Globalement, toutes les régions de France ont bénéficié de l'accroissement du volume d'affaires dans le domaine du tourisme, mais les écarts restent très importants. Les trois grands poids lourds de la France restent traditionnellement les régions Ile-de-France, Rhône-Alpes et Provence-Alpes-Côte-d'Azur. Si ces régions s'équilibrent entre elles et représentaient, en 2001, 31,5% des rentrées touristiques, certaines régions sont en baisse par rapport à la moyenne nationale, tant en représentation qu'en volume brut du chiffre d'affaires réalisé entre 1998 et 2001. Ces régions sont : la Haute-Normandie, les Pays de la Loire, le Centre, le Limousin et l'Auvergne principalement. Destinations vertes traditionnellement, réputées pour leur bonne chère, ces chiffres mêmes s'ils sont à tempérer par les conséquences des récents événements internationaux sur le tourisme international et les dépenses des ménages, peuvent aider l'hôtelier restaurateur indépendant implanté dans ces régions à mieux se situer pour éventuellement pratiquer une politique de prix plus agressive pour séduire par le tarif, pourquoi pas, une nouvelle clientèle en dehors des sentiers battus des légendes du tourisme français.

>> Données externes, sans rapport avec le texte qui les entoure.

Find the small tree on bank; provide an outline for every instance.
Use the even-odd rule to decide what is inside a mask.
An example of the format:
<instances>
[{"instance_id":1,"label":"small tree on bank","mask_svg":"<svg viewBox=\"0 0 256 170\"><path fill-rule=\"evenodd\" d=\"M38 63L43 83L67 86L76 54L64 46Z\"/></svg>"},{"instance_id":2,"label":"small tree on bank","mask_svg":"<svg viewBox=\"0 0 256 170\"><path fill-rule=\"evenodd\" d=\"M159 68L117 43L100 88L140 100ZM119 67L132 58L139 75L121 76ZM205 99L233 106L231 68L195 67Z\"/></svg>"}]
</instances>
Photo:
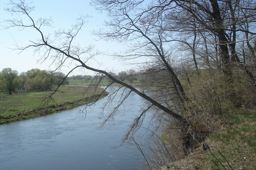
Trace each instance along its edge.
<instances>
[{"instance_id":1,"label":"small tree on bank","mask_svg":"<svg viewBox=\"0 0 256 170\"><path fill-rule=\"evenodd\" d=\"M3 69L0 73L0 80L4 84L3 89L7 90L9 95L18 86L17 78L18 72L10 68Z\"/></svg>"}]
</instances>

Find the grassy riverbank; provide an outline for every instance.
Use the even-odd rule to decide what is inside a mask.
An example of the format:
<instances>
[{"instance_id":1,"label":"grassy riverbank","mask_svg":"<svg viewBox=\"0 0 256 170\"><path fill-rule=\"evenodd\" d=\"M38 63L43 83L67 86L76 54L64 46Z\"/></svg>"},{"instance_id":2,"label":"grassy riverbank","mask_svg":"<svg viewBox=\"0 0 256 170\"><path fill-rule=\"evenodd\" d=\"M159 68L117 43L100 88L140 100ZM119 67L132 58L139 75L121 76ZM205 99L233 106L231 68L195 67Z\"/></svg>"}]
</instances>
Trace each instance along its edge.
<instances>
[{"instance_id":1,"label":"grassy riverbank","mask_svg":"<svg viewBox=\"0 0 256 170\"><path fill-rule=\"evenodd\" d=\"M49 103L44 104L54 91L24 92L12 95L1 94L0 124L26 119L69 109L93 101L102 89L82 86L61 86Z\"/></svg>"},{"instance_id":2,"label":"grassy riverbank","mask_svg":"<svg viewBox=\"0 0 256 170\"><path fill-rule=\"evenodd\" d=\"M209 149L199 144L187 157L161 169L256 169L255 111L230 109L221 117L222 125L206 140Z\"/></svg>"}]
</instances>

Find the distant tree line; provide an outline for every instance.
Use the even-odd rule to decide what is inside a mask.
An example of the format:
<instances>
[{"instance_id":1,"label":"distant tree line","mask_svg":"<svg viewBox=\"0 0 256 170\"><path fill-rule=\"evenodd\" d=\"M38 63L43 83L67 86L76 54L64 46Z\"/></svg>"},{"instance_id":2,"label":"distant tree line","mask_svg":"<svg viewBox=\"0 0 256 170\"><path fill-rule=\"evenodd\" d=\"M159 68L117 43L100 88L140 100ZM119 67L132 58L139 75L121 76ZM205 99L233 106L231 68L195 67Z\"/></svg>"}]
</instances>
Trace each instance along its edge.
<instances>
[{"instance_id":1,"label":"distant tree line","mask_svg":"<svg viewBox=\"0 0 256 170\"><path fill-rule=\"evenodd\" d=\"M20 74L10 68L0 72L0 90L8 91L11 95L16 89L24 90L51 90L61 84L65 77L64 73L38 69L33 69ZM68 83L64 80L61 84Z\"/></svg>"},{"instance_id":2,"label":"distant tree line","mask_svg":"<svg viewBox=\"0 0 256 170\"><path fill-rule=\"evenodd\" d=\"M134 69L121 71L112 75L121 81L128 81L130 83L138 80L139 73ZM8 91L11 95L16 89L23 90L51 90L52 87L61 84L65 77L61 72L55 72L38 69L33 69L19 74L18 72L10 68L3 69L0 72L0 91ZM96 76L90 75L73 75L68 77L62 85L68 84L69 80L84 80L87 82L96 79ZM103 80L111 81L107 77Z\"/></svg>"}]
</instances>

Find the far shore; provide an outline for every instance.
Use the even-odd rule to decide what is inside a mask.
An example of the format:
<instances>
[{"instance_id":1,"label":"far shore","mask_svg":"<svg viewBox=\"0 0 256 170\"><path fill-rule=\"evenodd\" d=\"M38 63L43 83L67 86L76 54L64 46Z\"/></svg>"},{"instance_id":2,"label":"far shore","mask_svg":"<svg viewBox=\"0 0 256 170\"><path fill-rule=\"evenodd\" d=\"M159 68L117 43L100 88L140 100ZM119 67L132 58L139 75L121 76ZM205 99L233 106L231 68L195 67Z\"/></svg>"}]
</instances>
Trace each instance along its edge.
<instances>
[{"instance_id":1,"label":"far shore","mask_svg":"<svg viewBox=\"0 0 256 170\"><path fill-rule=\"evenodd\" d=\"M45 104L44 99L53 91L1 94L0 124L41 116L84 105L96 100L102 91L100 88L95 91L84 86L61 86L53 95L53 100ZM107 95L105 92L101 97Z\"/></svg>"}]
</instances>

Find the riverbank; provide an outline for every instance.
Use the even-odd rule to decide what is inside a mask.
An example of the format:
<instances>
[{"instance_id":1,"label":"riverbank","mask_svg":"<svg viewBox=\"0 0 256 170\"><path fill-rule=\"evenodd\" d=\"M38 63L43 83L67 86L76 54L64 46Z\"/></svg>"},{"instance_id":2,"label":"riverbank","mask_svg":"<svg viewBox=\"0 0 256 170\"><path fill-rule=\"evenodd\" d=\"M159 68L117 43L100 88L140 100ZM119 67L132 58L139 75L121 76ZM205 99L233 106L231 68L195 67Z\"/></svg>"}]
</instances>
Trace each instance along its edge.
<instances>
[{"instance_id":1,"label":"riverbank","mask_svg":"<svg viewBox=\"0 0 256 170\"><path fill-rule=\"evenodd\" d=\"M160 169L256 169L255 112L255 109L227 109L220 116L222 125L207 136L207 150L203 149L203 143L199 144L186 158Z\"/></svg>"},{"instance_id":2,"label":"riverbank","mask_svg":"<svg viewBox=\"0 0 256 170\"><path fill-rule=\"evenodd\" d=\"M69 109L94 101L102 91L101 88L61 86L54 91L20 91L12 95L1 94L0 124L27 119ZM107 93L104 93L106 95Z\"/></svg>"}]
</instances>

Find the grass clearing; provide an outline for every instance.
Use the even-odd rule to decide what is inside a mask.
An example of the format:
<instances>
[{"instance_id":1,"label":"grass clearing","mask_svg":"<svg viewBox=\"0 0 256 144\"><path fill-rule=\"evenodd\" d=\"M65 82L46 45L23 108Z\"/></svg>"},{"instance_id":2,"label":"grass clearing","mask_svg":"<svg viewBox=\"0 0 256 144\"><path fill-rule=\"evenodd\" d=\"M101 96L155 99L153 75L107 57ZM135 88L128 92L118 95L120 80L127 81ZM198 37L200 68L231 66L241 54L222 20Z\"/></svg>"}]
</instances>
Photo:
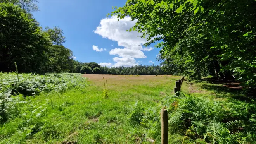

*Sources Insee et Observatoire national du tourisme.
Remerciements à leurs services de presse.
Les coûts ont beaucoup augmenté dans le secteur CHR entre janvier 2001 et aujourd'hui. Mais les responsables de ces établissements ont globalement jugulé de manière drastique une trop grande répercussion de ces augmentations par une politique d'achat offensive tout en veillant à soigner leur marge.
En 2004, la France suivrait une évolution proche de celle de la moyenne de la Zone euro.
Les consommateurs, restent prudents et attendent de voir confirmée la stabilisation du chômage.